In most cases, diet is thought to play no part in eczema but, occasionally, a person's symptoms are aggravated by eating certain foods such as dairy products. It is important to seek professional advice from your doctor or dietitian, and to undergo proper allergy tests. Avoid, Self-diagnosis and self-imposed dietary restrictions for they might lead to unnecessary nutritional deficiencies.


Ultraviolet Radiation Therapy (Phototherapy)

Exposure to ultraviolet radiation can help reduce the symptoms of chronic eczema. Exposure under medical supervision can be carefully monitored with the use of specially designed 'cabinets' - the patient stands naked within the cabinet and fluorescent tubes lining the device emit ultraviolet radiation, in a similar fashion to a solarium. The risks of unsupervised ultraviolet radiation therapy can be the same as for sunbathing - accelerated ageing of the skin and increased risk of skin cancer. A person with stubborn eczema may need up to 30 sessions.
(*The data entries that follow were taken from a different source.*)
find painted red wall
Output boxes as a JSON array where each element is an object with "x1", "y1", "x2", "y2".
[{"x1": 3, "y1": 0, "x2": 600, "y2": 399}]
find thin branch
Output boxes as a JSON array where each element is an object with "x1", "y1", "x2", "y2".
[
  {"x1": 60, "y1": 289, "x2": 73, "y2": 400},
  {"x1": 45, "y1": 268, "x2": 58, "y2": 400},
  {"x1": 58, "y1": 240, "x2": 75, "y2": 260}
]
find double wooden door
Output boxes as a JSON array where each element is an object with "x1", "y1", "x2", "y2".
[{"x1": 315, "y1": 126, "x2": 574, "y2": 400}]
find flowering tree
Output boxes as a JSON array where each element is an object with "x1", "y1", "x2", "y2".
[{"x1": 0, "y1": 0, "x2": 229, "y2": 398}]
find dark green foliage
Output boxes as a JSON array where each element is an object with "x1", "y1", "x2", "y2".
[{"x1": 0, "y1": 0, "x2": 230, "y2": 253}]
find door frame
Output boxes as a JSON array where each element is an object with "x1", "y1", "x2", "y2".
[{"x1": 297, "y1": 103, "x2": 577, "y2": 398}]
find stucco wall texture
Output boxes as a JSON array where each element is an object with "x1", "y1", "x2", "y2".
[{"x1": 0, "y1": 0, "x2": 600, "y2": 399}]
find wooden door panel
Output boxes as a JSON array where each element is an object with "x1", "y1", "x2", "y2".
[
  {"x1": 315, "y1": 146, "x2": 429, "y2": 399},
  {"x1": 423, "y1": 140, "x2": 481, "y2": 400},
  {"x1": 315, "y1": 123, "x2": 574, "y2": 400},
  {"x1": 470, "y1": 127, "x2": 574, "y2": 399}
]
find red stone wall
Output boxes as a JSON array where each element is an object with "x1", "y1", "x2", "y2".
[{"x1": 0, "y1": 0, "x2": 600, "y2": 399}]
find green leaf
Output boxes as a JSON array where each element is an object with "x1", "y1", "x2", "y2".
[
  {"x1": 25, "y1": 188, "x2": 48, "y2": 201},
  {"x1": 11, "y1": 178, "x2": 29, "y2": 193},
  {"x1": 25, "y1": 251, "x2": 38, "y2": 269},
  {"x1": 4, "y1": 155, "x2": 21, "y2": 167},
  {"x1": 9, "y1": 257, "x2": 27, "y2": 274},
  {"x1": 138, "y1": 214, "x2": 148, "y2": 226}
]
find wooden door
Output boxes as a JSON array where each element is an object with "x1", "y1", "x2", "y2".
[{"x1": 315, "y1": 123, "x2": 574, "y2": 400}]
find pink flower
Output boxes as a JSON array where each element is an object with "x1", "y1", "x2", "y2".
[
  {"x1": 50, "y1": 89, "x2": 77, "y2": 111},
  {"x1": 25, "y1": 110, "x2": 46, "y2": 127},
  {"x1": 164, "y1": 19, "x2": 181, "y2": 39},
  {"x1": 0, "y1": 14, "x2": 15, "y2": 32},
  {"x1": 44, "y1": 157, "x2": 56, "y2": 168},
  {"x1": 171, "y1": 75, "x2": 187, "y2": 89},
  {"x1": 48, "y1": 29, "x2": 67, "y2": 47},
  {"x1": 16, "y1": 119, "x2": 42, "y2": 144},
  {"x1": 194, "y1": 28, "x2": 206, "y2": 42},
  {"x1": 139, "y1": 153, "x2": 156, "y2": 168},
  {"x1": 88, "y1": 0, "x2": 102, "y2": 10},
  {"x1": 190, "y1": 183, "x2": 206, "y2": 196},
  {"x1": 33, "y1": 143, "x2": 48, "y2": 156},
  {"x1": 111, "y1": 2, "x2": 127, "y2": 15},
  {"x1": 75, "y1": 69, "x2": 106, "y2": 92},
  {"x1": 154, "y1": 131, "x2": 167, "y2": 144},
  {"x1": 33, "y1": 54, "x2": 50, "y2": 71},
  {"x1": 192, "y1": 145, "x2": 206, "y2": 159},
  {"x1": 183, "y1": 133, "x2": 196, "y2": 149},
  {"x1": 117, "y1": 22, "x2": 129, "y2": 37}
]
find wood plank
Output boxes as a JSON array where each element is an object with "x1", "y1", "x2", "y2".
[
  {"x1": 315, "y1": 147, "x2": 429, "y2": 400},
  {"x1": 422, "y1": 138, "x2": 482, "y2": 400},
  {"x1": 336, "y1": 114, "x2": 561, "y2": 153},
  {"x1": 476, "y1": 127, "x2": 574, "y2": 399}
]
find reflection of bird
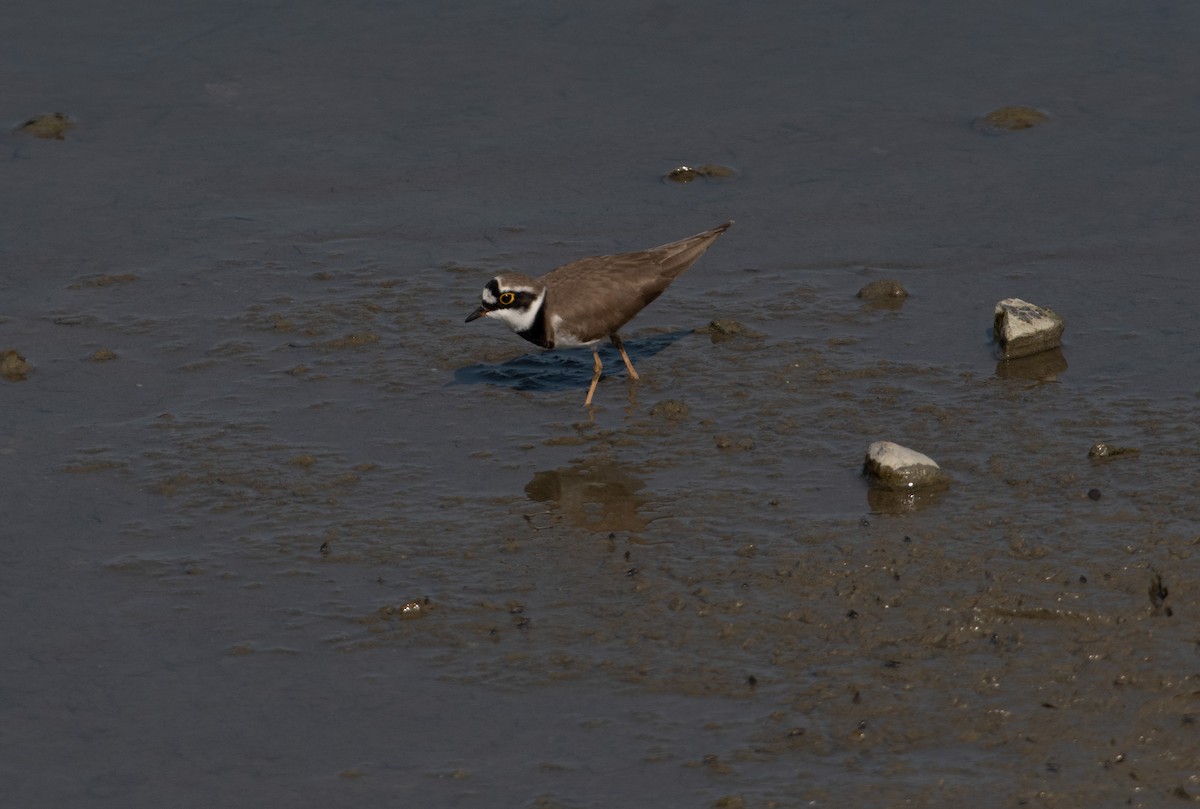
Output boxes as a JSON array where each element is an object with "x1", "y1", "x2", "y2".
[{"x1": 467, "y1": 222, "x2": 733, "y2": 406}]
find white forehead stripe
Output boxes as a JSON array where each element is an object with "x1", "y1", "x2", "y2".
[{"x1": 488, "y1": 287, "x2": 546, "y2": 332}]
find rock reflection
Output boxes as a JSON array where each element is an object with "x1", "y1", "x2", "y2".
[
  {"x1": 866, "y1": 486, "x2": 946, "y2": 515},
  {"x1": 526, "y1": 459, "x2": 647, "y2": 533},
  {"x1": 996, "y1": 348, "x2": 1067, "y2": 382}
]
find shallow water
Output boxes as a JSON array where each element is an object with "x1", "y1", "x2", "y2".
[{"x1": 7, "y1": 2, "x2": 1200, "y2": 807}]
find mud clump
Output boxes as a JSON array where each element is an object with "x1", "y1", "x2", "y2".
[
  {"x1": 662, "y1": 163, "x2": 737, "y2": 184},
  {"x1": 17, "y1": 113, "x2": 76, "y2": 140},
  {"x1": 0, "y1": 348, "x2": 34, "y2": 382},
  {"x1": 974, "y1": 106, "x2": 1050, "y2": 134}
]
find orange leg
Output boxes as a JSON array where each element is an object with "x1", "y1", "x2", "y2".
[
  {"x1": 608, "y1": 332, "x2": 637, "y2": 379},
  {"x1": 583, "y1": 346, "x2": 604, "y2": 407}
]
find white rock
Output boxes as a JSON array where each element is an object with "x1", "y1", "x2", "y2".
[
  {"x1": 995, "y1": 298, "x2": 1066, "y2": 360},
  {"x1": 863, "y1": 441, "x2": 950, "y2": 491}
]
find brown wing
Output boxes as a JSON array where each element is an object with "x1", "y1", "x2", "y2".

Cyclopsorin Oral Medication

Cyclopsorin is an immune system depressant. It helps to manage the symptoms of severe eczema by preventing the immune system from launching special cells called lymphocytes into the affected areas of skin. Without lymphocytes, the inflammatory aspect of eczema is dramatically reduced. The side effects of this powerful drug can include high blood pressure, kidney problems, increased susceptibility to all types of infections, and a suspected increased risk of skin cancer. Because of the risk of significant side effects, and the need for close and regular monitoring, oral cyclosporin is only considered in severe cases of eczema that are difficult to control with other therapies.


How to Manage Eczema


There are ways to alleviate the child's distress. It will help if you:

  1. Gain the child's cooperation

  2. Try to prevent scratching (by distracting the child)

  3. Get to know your child's responses to environmental conditions

  4. Read about the condition

  5. Educate others (siblings, friends, relatives) to be sympathetic

  6. Reduce associated stress for yourself and child.

  7. Avoid wearing tight-fitting, rough, or scratchy clothing.

See your doctor if the eczema gets worse.


Keep the skin moist

  • Moisturisers can be used as often as necessary

  • Use moisturiser or bath oil instead of soap in bath or shower

  • Apply cool moisturising cream (keep in fridge) before bed

  • Sorbolene and Aquasol are common moisturising creams

  • Use moisturiser before and after swimming.

Avoid skin irritants
Many things can irritate the skin. It will help if you:

  • Avoid dummies, dribbling and/or food around the mouth.

  • Don't let your child overheat, particularly in bed or on long car trips.

  • Avoid prickly materials (such as woollen or acrylic jumpers, car seat covers).
    Use cotton one-piece pyjamas and mittens.

  • Don't use detergents, soaps, bubble baths or antiseptics.

  • Avoid contact with pets.

People with skin infections like cold sores should not touch the child.

Medicines and creams

Doctors may prescribe a range of creams:

  • Cortisone-based creams can control eczema

  • Different strength creams may be prescribed

  • If bacteria infect lesions, antibiotics may be needed

  • Medication to relieve itching may be required.